Phase 3: Enable Dataset Q&A
Since the Dataset Enrichment feature was not available in legacy experience datasets, I created a new experience dataset.
Open the target dataset in Amazon QuickSight, go to "Dataset details" → "Custom instructions" → "Upload file", and upload the generated enrichment file software_sales_enrichment.yaml. Press the [Save and publish] button to apply the changes.

For the prompt "Please tell me the total revenue," while "revenue" does not exist as a column, since "Revenue" has been configured as a synonym for Sales, the correct result is returned.

Notes on Usage
- Topics will not be deprecated. They continue to be fully supported and will evolve going forward. However, for new Q&A implementations, Dataset Q&A + Dataset Enrichment is recommended.
- Topics and Dataset Q&A can run in parallel. You can use Topics on sheets and Dataset Q&A via chat.
- SPICE datasets are subject to capacity limits, but direct queries have no row count limits.

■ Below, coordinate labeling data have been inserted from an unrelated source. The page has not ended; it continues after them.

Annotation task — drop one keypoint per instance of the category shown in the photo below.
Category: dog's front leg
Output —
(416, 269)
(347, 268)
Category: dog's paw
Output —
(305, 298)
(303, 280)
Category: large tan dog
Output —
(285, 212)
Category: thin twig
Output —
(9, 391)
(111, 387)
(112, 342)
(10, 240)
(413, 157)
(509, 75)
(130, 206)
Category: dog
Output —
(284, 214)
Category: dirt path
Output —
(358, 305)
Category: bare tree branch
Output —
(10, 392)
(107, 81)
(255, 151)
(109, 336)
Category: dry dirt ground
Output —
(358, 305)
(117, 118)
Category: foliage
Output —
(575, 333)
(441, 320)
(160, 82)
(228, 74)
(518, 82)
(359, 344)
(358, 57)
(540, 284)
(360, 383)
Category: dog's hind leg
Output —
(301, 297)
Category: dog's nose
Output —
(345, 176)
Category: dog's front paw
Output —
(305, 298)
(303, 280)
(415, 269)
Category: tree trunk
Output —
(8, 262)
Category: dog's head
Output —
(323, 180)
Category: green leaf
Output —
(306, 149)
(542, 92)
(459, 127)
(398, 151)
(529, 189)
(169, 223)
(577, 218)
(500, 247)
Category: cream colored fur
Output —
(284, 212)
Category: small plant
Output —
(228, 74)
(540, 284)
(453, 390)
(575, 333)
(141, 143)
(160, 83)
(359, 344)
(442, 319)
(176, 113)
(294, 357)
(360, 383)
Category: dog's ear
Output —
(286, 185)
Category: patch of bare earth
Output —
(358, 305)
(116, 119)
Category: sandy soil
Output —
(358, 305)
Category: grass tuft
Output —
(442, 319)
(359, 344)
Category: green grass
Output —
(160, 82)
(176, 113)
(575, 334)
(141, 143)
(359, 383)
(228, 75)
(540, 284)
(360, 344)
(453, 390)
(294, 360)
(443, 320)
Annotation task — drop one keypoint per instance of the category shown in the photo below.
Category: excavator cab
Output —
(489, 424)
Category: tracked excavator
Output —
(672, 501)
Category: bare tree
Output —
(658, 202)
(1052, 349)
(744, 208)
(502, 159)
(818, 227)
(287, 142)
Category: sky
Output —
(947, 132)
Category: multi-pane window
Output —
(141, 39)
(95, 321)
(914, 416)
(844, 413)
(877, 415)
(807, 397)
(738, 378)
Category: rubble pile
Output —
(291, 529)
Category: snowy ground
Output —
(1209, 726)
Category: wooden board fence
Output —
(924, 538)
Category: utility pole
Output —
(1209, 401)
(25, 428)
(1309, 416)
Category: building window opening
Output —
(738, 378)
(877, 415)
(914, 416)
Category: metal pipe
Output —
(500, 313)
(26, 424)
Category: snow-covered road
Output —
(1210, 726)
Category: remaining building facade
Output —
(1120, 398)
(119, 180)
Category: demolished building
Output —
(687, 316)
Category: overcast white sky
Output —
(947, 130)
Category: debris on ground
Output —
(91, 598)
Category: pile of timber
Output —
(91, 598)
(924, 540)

- For calculated fields, the system may automatically generate complex window functions and others, so you may not need to recreate the same ones as in Topics (refer to the official documentation for details).
In Closing
The curation accumulated in Amazon QuickSight Topics — such as synonyms and calculated fields — can be seamlessly carried over to the Dataset Enrichment format for Dataset Q&A using the conversion script. Dataset Q&A offers advantages such as high accuracy through a Text-to-SQL foundation, large-scale support, and automatic RLS/CLS application, making it effective to migrate incrementally, starting with Topics that have many unanswered questions or complex calculated fields.
For those already operating Topics, why not start by identifying migration candidates in the Topics User Activity tab and exporting the metadata with the conversion script?